I am not drunk enough to have this discussion either!
My foundation for empiricism is basically just what I see, hear, touch and taste. I’ve been alive and interacting with the physical world for thousands of days, so as a rule of thumb I am willing to assume up to a very high confidence threshold that the real world is real, with the caveat that I could be wrong. But if I am wrong and the real world is either vastly different from what I — and potentially the entire human species — is perceiving, or if the real world does not exist at all, then my observations about the real world are irrelevant. Any conclusions I may have drawn are contingent to whatever I am perceiving, and if what I am perceiving is not the real world, I have no capacity to draw any conclusions about reality.

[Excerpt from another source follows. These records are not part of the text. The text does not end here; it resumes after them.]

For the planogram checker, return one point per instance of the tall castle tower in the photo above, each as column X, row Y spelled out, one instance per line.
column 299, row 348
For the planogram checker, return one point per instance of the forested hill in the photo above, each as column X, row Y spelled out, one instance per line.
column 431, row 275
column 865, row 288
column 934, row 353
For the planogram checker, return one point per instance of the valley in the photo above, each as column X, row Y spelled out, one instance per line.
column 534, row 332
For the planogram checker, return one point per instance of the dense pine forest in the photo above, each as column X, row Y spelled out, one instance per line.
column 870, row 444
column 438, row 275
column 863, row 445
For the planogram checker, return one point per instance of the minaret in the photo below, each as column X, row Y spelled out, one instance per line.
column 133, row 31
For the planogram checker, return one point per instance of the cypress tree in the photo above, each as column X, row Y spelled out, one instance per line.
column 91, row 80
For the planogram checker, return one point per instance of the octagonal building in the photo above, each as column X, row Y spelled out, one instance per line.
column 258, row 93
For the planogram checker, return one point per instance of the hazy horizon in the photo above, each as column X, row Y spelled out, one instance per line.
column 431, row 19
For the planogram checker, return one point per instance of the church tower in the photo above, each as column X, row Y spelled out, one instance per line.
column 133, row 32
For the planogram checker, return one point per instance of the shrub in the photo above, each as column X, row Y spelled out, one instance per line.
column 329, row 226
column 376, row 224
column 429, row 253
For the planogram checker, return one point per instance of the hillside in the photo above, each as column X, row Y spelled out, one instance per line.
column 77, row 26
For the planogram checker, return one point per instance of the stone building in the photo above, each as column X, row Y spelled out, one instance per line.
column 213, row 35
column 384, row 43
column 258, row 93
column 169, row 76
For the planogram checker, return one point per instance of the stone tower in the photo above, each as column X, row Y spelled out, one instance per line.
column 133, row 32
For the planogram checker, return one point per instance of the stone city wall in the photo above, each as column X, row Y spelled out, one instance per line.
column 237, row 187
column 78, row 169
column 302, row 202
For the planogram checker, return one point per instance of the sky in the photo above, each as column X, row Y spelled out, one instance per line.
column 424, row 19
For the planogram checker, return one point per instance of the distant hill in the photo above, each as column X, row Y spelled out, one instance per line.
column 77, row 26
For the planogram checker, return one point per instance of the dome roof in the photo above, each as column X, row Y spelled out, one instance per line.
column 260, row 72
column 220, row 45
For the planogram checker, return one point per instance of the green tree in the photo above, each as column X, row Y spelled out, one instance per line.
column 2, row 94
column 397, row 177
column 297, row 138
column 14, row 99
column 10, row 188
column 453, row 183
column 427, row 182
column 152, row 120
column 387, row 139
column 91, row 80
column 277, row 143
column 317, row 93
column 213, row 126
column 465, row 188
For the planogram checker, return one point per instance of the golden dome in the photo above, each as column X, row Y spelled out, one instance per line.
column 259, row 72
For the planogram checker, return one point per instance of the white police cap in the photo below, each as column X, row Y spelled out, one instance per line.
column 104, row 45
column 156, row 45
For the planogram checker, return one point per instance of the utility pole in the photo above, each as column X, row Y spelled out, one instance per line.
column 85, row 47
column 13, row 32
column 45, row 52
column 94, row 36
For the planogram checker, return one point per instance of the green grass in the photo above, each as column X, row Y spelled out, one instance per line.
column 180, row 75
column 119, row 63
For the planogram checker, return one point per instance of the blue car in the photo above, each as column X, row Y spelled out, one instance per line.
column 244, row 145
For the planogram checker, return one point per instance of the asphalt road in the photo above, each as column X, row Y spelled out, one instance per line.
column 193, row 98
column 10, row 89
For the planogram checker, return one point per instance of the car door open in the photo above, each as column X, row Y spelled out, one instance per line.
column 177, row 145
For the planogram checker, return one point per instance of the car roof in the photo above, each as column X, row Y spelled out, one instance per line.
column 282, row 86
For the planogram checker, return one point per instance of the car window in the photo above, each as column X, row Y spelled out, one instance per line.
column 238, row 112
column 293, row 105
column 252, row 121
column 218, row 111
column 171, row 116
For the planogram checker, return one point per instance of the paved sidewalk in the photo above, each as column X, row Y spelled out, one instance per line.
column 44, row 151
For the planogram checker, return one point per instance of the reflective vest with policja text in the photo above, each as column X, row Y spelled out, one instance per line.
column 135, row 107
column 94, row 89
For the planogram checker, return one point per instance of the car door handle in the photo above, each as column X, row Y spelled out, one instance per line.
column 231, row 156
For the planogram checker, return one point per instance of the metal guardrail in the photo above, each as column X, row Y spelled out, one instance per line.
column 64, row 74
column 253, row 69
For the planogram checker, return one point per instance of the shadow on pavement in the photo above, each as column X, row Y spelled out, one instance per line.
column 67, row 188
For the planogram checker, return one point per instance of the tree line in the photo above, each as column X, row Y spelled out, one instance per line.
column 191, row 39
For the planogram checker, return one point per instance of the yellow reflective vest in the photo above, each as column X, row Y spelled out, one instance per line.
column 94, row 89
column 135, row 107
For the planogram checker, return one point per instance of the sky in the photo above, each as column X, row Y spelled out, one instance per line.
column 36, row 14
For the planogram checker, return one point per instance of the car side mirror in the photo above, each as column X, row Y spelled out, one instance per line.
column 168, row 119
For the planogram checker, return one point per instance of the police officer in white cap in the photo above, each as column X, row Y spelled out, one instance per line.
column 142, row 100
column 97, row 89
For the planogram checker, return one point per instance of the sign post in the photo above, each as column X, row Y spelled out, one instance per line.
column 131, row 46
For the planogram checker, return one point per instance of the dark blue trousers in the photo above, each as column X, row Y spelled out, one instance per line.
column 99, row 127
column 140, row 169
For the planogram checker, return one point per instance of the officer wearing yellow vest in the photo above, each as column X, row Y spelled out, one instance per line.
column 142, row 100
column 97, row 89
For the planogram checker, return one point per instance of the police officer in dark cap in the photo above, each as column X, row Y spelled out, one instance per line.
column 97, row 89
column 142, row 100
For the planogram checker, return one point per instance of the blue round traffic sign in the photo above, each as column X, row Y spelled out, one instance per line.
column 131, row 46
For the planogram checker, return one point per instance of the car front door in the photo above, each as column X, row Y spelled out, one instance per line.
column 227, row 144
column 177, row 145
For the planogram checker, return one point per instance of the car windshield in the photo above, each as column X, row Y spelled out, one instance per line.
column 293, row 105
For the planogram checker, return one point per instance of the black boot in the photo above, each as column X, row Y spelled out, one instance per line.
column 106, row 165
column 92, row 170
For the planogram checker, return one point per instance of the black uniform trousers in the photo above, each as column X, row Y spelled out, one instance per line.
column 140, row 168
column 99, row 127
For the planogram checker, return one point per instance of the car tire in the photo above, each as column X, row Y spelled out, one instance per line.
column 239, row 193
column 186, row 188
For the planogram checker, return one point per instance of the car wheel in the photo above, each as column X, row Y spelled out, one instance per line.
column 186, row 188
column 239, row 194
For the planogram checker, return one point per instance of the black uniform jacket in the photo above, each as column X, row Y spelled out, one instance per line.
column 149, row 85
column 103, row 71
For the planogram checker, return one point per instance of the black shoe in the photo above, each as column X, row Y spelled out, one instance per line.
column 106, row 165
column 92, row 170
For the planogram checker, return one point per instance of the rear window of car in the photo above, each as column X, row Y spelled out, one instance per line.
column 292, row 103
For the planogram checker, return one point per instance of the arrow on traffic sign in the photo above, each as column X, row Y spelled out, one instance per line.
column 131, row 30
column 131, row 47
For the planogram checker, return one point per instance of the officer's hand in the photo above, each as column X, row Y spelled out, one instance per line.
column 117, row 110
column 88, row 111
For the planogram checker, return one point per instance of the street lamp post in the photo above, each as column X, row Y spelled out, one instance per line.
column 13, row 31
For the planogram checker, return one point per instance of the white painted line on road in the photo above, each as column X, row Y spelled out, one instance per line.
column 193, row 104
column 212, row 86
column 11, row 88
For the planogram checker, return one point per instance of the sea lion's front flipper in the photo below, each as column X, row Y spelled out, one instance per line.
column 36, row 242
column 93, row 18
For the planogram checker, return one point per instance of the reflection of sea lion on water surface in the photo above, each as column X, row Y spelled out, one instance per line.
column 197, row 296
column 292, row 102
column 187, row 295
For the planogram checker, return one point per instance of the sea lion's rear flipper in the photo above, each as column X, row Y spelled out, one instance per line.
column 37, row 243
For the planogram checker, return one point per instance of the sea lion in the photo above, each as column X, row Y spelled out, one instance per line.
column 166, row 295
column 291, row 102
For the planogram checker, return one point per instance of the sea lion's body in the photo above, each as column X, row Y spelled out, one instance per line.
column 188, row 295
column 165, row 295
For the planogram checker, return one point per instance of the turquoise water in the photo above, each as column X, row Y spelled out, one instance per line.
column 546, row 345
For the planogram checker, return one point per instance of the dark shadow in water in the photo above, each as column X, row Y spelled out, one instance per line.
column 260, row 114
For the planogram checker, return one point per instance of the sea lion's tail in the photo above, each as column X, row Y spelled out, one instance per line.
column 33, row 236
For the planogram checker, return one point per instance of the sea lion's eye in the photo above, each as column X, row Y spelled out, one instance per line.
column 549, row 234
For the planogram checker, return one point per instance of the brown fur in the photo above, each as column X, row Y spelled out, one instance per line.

The historical record suggests our senses have been finely honed over billions of years of evolution, so I am pretty confident that we are either experiencing reality, or at least that we are experiencing something that allows us to have some useful interaction with reality!
By definition are there not numbers in the infinities and continua that possess these properties? In a truly infinite set there include the numbers JohnAziz and AshokRao, an infinite number of permutations of which will satisfy the property n+1<n. Otherwise, if there are numbers that do not satisfy these properties, it is not a truly infinite set.
“By definition are there not numbers in the infinities and continua that possess these properties? In a truly infinite set there include the numbers JohnAziz and AshokRao, an infinite number of permutations of which will satisfy the property n+1<n. Otherwise, if there are numbers that do not satisfy these properties, it is not a truly infinite set."
Interesting.. I'll have to think about this one. What I was getting at, of course, was that "n < n +1" is intuitively impossible and hence our notions of ordinality are based on this. That paradoxes are possible within our system of math perhaps increases the argument that abstract math itself is not empirically founded?